Filme de Alejandro González Iñarritú - No início, as pessoas choram, porque sofrem. Depois, sofrem, porque choram. Depois, sofrem e choram. E no fim, descobrem que não há nada mais a fazer a não ser chorar e sofrer, mas com muita dignidade.


Agora alguém explica para mim porque as comédias românticas de Hollywood são "clichês" e a repetição destas idéias acima é "traço autoral".

quarta-feira, maio 14, 2008

Crítica de arte para se entender, não para entendidos

Saiu a lista dos finalistas do Turner Prize, o mais prestigiado prêmio para artistas contemporâneos da Grã-Bretanha, do qual o Guardian é um dos patrocinadores, apoiadores, sei lá. Mas mesmo apoiando, patrocinando, o jornal não se furtou a fazer uma análise hilária dos quatro indicados, e da própria linguagem usada no campo das artes plásticas, cotejando o que disseram os curadores da Tate que indicaram estes talentos e o que acharam os críticos de arte do jornal. Depois de apresentar estes novos talentos, é claro

Ficou assim:

Runa Islam - Nascida em Bangladesh, ela agora vive e trabalha em Londres. Ela usa filmes e vídeos e diz ter sido influenciada em seus trabalhos por Ingmar Bergman e Rainer Werner Fassbinder.
Segundo a Tate, "Isla cria filmes coreografados detalhadamente com narrativas em final aberto que são carregadas analítica e emocionalmente".
Segundo o crítico do Guardian, "perto da etiqueta (da obra de arte quando ela foi exposta) havia uma fila perfeita de ganchos de pendurar casacos de latão, fixados em uma tábua pregada na parede, que eu tomei pelo trabalho em si - até ser alertado gentilmente por um curador-estudante para reparar num pequeno sinal de saída, com o quadro de um homem correndo por uma porta. Este era o trabalho"

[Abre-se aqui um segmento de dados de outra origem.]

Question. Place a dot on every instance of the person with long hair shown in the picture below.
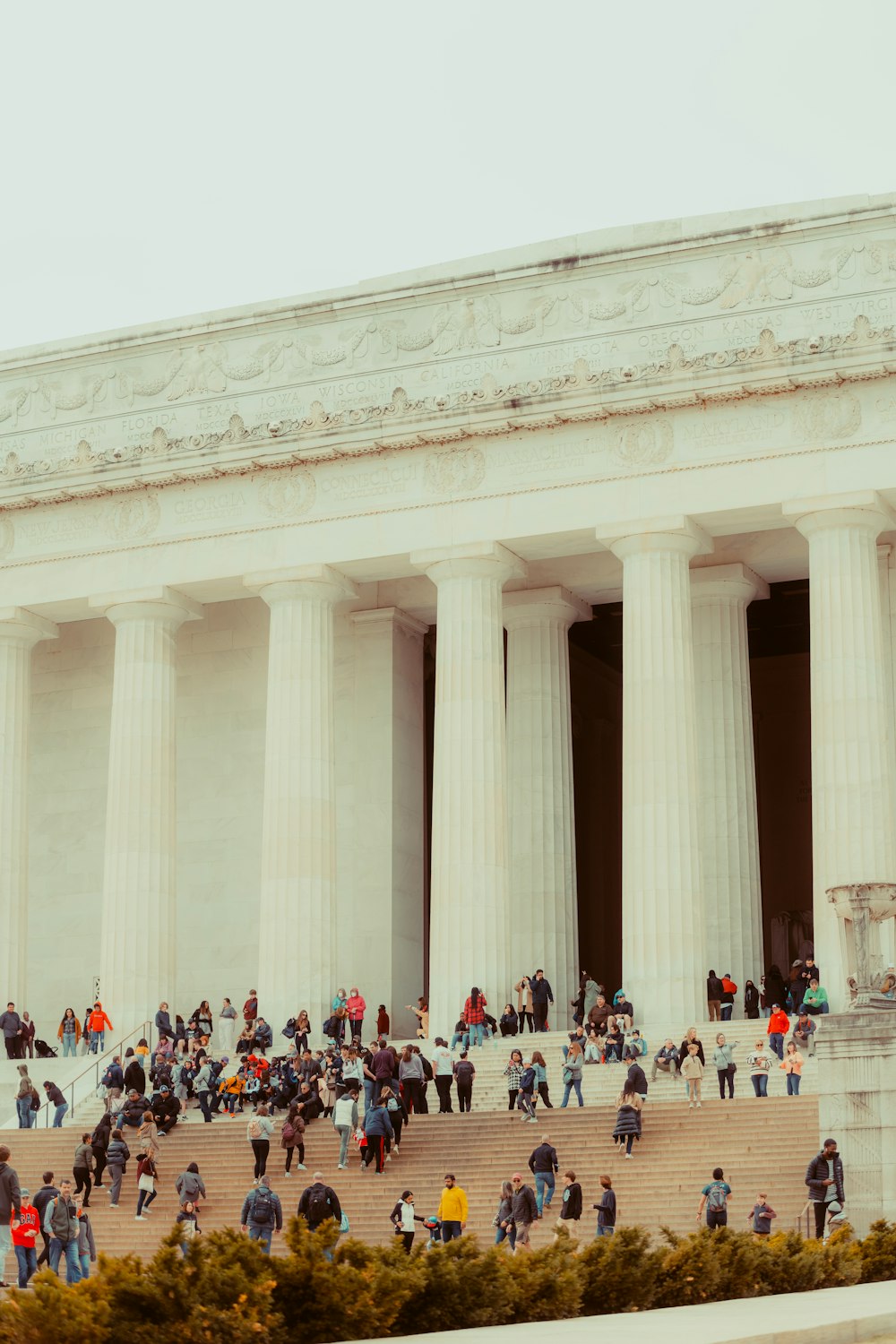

Mark Leckey. Descrito como um "dândi dos dias modernos", e conhecido por suas exibições combinando escultura, filme e performance, muitos com referências a ícones da cultura poip como os Simpson e Felix o Gato.
A Tate diz: "Com esperteza e originalidade, Leckey continua a descobrir novos gêneros pelos quais comunica seu fascínio pela cultura contemporânea"
Diz o crítico do Guardian: "A coisa toda se torna uma câmera de terapia de aversão, e faz você nunca mais querer um pedaço de bolo Battenburg na sua vida."

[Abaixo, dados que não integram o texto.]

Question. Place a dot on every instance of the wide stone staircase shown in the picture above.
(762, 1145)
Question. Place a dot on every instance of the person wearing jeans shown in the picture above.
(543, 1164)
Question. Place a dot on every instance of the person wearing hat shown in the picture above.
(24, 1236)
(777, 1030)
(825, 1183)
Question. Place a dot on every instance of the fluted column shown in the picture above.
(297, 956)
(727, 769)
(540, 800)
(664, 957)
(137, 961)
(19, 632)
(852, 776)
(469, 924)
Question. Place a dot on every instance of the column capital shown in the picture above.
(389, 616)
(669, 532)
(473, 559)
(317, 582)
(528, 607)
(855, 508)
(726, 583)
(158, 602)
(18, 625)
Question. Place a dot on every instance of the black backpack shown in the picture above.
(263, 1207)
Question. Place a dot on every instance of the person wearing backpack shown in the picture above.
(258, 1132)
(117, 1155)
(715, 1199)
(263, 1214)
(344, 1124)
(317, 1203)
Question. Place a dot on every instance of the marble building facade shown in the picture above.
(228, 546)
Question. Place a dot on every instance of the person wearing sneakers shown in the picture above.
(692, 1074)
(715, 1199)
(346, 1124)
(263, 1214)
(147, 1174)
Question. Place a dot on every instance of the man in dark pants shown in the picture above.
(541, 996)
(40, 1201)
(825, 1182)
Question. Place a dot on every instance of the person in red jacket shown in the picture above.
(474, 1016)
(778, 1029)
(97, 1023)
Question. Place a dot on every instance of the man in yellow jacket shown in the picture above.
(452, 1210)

Goshka Macuga. Costuma apresentar obras de arte de contemporâneos e outros artistas como parte de suas instalações, e trabalhos em uma variedade de meios.
A Tate diz: "Encenando uma forma de arqueologia cultural, Macuga usa a colaboração de artistas do passado e do presente em um ambiente dramático que sugere novas narrativas e associações"
Diz o crítico do Guardian: "Ela é muito boa em arrumar coisas, porque, essencialmente, é o que ela faz"

Cathy Wilkes. Nascida em Belfast em 1966, vive e trabalha em Glasgow. Seu trabalho é escultural, usando comumente manequinhs de loja
A Tate diz: "Embora rigoroso, altamente carregado com arranjos de objetos banais e materiais, Wilkes desenvolveu um vocabulário articulado e eloquente que toca nas questões da feminilidade e da sexualidade."
Diz o crítico do Guardian: "Ricamente sugestivo, elíptico, e comoventemente brando, o trabalho de Wilkes faz você sentir o tempo, ver o clima, tocar o espaço"

Até que desta última eles aliviaram.